Dicha afirmación la sustenta señalando que "las compras superaron a las ventas desde 2011, cuando se registró el primer déficit comercial del sector, ensanchándose la brecha en los siguientes años".
Efectivamente, las cifras de exportación cayeron de 41 millones de dólares, de hace ocho años, a solo 2 millones en lo que va de este año. Mientras las importaciones, aunque disminuyeron de 2011 a 2019, siguen siendo altas respecto a las ventas. Según el IBCE, de enero a mayo de esta gestión, el país importó prendas de vestir por un valor de 17 millones de dólares
A todas luces, el saldo comercial es abismal y debe ser tomado en cuenta por las actuales autoridades y por las futuras que dirigirán el destino del país
El sector textilero nacional requiere de un plan. Aunque sus ventas en el exterior son bajas, con una política de apoyo podrían revertirse y elevar su producción y, por ende, generar mayor número de empleos
Según el IBCE, el país importa mayoritariamente de China (24 por ciento ), seguido de Brasil (19 por ciento ), Colombia (12 por ciento ), Vietnam (4 por ciento ), Bangladesh (4 por ciento ) y Ecuador (3 por ciento ), entre otros
En tanto que las exportaciones, por ejemplo en 2018, tuvieron como principales destinos a Venezuela, seguido por Dinamarca y Estados Unidos
Los postulantes a la silla presidencial deben tomar en cuenta estos datos y valorar el trabajo del sector textilero, que de un tiempo a esta parte se ha visto ciertamente descuidado y acorralado no solo por la competencia desleal de la ropa importada, sino también por la llegada de la prendería usada, que copa varios mercados del país
Los políticos deberían dar el ejemplo y vestir ropa que se confecciona en Bolivia.

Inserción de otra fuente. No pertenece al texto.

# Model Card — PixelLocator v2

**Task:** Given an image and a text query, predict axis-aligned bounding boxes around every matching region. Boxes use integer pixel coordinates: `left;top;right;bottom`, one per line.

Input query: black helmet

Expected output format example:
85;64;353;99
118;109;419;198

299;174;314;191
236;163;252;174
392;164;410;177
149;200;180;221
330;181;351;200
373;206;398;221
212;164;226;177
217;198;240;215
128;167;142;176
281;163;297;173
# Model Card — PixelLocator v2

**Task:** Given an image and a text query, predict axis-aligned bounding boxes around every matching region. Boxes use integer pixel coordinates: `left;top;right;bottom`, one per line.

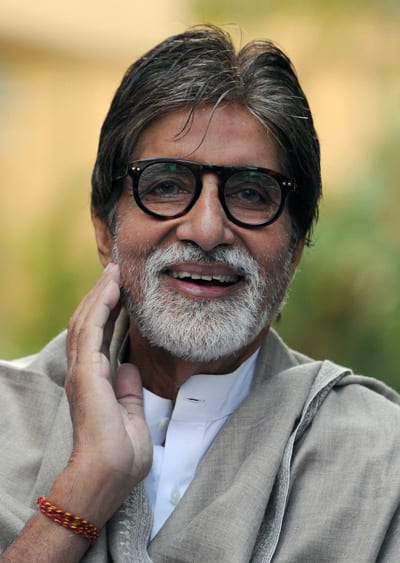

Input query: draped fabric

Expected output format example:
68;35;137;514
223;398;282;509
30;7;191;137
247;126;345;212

0;310;400;563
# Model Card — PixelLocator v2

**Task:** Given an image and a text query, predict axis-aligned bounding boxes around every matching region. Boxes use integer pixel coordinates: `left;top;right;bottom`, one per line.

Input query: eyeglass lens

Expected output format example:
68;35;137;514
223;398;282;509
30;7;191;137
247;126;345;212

138;162;282;225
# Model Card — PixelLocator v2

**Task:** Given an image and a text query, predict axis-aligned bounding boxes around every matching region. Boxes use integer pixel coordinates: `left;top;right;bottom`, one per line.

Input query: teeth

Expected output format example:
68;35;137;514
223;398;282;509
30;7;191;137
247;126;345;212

169;271;239;283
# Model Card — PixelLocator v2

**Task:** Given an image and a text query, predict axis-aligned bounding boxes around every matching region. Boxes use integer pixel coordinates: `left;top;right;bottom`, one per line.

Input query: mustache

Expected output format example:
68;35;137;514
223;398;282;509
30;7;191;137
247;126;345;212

142;242;259;276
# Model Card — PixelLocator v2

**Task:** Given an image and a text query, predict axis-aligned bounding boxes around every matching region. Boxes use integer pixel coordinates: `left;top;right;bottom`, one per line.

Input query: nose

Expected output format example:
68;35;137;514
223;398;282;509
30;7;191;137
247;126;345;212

176;174;235;251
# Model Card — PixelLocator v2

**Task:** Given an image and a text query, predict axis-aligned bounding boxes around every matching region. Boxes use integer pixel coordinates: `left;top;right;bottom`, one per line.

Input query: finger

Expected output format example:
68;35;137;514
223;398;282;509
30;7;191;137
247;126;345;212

67;265;120;370
114;364;144;418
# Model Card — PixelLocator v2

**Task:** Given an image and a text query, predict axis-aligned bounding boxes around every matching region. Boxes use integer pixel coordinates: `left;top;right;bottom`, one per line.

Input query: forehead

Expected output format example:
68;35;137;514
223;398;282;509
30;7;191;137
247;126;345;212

132;104;281;171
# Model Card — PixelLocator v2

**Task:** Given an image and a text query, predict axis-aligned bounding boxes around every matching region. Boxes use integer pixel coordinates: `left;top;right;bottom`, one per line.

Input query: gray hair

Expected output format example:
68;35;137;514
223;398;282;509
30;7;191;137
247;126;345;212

92;26;321;243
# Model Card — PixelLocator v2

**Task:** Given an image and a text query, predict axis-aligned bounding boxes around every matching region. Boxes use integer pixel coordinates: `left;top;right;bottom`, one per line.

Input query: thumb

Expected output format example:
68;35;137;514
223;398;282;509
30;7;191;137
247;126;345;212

114;364;144;418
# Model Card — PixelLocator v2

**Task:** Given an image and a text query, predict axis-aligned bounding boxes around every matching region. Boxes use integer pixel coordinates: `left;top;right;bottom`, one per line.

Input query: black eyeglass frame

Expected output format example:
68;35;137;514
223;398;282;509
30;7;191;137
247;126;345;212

123;158;296;229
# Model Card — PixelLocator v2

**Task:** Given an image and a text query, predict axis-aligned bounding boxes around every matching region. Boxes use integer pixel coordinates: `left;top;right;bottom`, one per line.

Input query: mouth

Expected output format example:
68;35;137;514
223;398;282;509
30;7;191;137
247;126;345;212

164;269;243;287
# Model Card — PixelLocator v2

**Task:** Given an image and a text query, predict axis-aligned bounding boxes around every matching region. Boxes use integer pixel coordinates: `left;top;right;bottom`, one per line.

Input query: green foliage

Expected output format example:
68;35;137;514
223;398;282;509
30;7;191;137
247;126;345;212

277;125;400;389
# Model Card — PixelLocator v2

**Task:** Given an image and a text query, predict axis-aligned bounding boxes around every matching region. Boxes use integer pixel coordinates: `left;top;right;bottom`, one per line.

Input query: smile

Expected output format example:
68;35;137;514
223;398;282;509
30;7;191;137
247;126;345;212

165;270;240;285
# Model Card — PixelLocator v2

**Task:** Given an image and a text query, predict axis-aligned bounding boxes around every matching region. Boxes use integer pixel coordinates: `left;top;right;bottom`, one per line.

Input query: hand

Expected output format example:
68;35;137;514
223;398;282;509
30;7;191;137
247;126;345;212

0;264;152;563
65;264;152;520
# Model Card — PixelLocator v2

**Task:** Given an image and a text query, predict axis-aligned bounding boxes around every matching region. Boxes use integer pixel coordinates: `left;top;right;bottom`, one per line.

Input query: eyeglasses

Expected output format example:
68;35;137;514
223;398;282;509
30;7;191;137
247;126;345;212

123;158;295;229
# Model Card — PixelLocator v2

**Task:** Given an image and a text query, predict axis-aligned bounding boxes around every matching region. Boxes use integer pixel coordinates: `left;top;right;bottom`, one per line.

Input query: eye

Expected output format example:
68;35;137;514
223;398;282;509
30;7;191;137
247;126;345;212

138;163;195;201
225;172;281;208
229;187;269;205
140;179;188;198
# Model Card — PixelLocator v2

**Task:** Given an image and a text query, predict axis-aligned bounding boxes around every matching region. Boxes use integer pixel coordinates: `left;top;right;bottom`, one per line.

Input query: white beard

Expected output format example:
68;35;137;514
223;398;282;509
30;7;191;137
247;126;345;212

113;243;292;362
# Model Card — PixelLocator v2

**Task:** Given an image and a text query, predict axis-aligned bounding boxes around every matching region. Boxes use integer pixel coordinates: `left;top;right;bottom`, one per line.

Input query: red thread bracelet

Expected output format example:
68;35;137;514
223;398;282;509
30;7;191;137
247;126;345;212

36;497;100;545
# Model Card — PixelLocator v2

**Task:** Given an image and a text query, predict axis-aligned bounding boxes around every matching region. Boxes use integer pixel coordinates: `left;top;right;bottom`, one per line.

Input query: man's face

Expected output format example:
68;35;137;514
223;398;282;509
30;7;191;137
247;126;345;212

99;105;301;362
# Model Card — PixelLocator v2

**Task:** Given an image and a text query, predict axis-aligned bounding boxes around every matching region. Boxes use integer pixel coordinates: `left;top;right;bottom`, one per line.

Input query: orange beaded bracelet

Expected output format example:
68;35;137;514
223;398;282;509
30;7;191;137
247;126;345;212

36;497;100;545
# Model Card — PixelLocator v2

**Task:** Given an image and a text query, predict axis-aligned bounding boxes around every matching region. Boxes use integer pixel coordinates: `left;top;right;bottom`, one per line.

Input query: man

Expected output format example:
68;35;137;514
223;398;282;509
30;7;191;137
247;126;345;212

0;28;400;563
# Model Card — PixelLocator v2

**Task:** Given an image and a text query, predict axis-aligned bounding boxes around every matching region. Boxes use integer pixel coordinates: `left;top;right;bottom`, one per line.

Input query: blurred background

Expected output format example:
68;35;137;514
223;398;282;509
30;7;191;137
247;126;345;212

0;0;400;389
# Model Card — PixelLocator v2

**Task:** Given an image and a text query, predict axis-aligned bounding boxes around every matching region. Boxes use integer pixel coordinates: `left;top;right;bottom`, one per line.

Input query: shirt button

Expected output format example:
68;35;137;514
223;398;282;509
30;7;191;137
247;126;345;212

170;489;181;506
158;417;169;430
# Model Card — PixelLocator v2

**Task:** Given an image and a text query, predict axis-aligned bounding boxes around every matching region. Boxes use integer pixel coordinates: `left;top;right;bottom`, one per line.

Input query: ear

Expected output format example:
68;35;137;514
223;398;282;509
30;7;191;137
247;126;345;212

92;213;114;267
290;232;306;271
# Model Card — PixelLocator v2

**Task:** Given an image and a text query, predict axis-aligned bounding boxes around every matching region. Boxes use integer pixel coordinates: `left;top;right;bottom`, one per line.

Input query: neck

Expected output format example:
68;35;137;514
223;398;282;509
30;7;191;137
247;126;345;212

129;323;269;401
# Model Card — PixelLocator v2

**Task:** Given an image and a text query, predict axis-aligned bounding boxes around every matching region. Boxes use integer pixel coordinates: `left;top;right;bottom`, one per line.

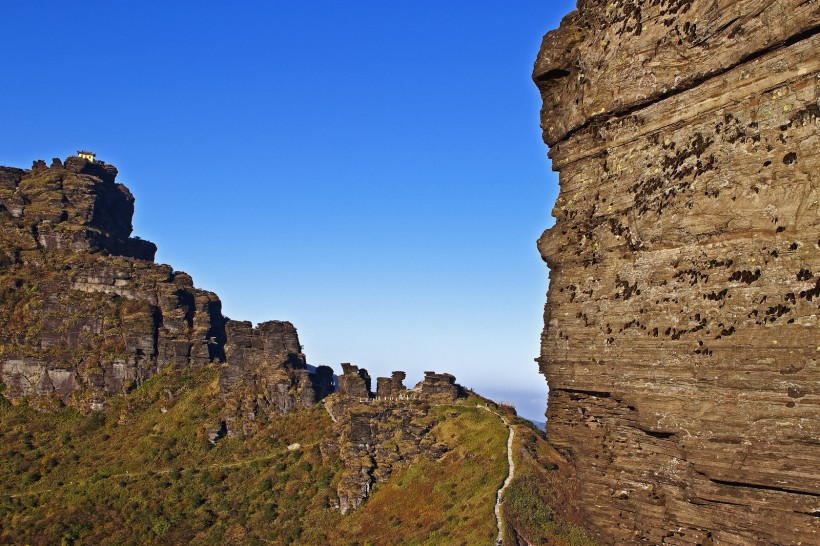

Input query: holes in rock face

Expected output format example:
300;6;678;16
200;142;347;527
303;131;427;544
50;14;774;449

715;326;735;339
703;288;729;301
797;279;820;301
729;269;760;284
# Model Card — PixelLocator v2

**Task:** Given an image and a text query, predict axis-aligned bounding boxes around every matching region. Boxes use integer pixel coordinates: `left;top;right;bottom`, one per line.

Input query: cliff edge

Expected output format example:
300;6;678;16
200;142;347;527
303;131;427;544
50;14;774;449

533;0;820;544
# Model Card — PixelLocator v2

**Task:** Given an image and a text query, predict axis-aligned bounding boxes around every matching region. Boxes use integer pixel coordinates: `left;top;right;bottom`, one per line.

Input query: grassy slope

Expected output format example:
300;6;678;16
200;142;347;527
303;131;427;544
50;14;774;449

0;374;589;546
502;418;595;546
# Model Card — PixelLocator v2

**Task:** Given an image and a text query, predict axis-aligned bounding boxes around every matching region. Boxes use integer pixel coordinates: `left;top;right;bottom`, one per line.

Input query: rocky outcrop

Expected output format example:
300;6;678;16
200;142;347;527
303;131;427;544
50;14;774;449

376;371;407;398
323;363;466;514
534;0;820;544
322;393;446;514
339;362;373;399
219;320;333;435
417;372;462;401
0;157;324;410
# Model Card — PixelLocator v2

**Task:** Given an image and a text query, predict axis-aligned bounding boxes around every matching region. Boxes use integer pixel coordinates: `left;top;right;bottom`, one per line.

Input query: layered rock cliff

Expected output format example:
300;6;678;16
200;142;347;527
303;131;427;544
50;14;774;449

534;0;820;544
0;156;318;410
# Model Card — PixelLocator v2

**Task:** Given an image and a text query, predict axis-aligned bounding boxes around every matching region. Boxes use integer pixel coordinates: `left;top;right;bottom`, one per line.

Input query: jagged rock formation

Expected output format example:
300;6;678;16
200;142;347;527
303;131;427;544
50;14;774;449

0;157;320;410
323;363;465;514
322;394;446;514
376;371;407;398
339;362;372;398
418;372;460;400
534;0;820;544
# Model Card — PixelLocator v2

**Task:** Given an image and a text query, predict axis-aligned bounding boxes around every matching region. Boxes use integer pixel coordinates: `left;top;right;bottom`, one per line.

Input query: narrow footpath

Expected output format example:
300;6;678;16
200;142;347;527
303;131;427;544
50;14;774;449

478;406;515;546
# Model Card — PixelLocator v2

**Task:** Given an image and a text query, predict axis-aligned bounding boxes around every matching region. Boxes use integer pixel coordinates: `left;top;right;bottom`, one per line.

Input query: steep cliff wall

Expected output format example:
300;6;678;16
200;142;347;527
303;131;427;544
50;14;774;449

0;157;318;410
534;0;820;544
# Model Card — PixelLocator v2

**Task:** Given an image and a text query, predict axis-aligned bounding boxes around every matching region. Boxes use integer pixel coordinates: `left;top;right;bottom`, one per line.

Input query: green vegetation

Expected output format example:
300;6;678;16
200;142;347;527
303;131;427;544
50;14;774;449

502;420;595;546
0;367;591;546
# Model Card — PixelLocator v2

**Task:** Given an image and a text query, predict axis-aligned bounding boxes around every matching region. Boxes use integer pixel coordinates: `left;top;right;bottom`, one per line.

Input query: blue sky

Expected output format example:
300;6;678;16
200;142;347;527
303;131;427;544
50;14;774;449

0;0;574;419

Aunque en algunos casos su precio no es muy accesible, comparado con las prendas que ingresan por la vía del contrabando, no podemos negar que la calidad es buena, así se puede citar a las tradicionales camisas Manhattan
Así como esas prendas, hay otras que bien podrían tener mayor aceptación y posibilidad de exportación, pero para ello es preciso contar con medidas claras de incentivo, las mismas que sean fiscalizadas y acompañadas por las autoridades del área económica
En 2007, el Gobierno erogó 10 millones de dólares para el programa de reconversión productiva con el objetivo de que vendedores de ropa usada accedan a recursos para cambiar de actividad. A 12 años de ese hecho, se desconocen los resultados de esa medida, razón por la que dirigentes del sector textil han pedido al Gobierno investigar el destino de esos millonarios recursos.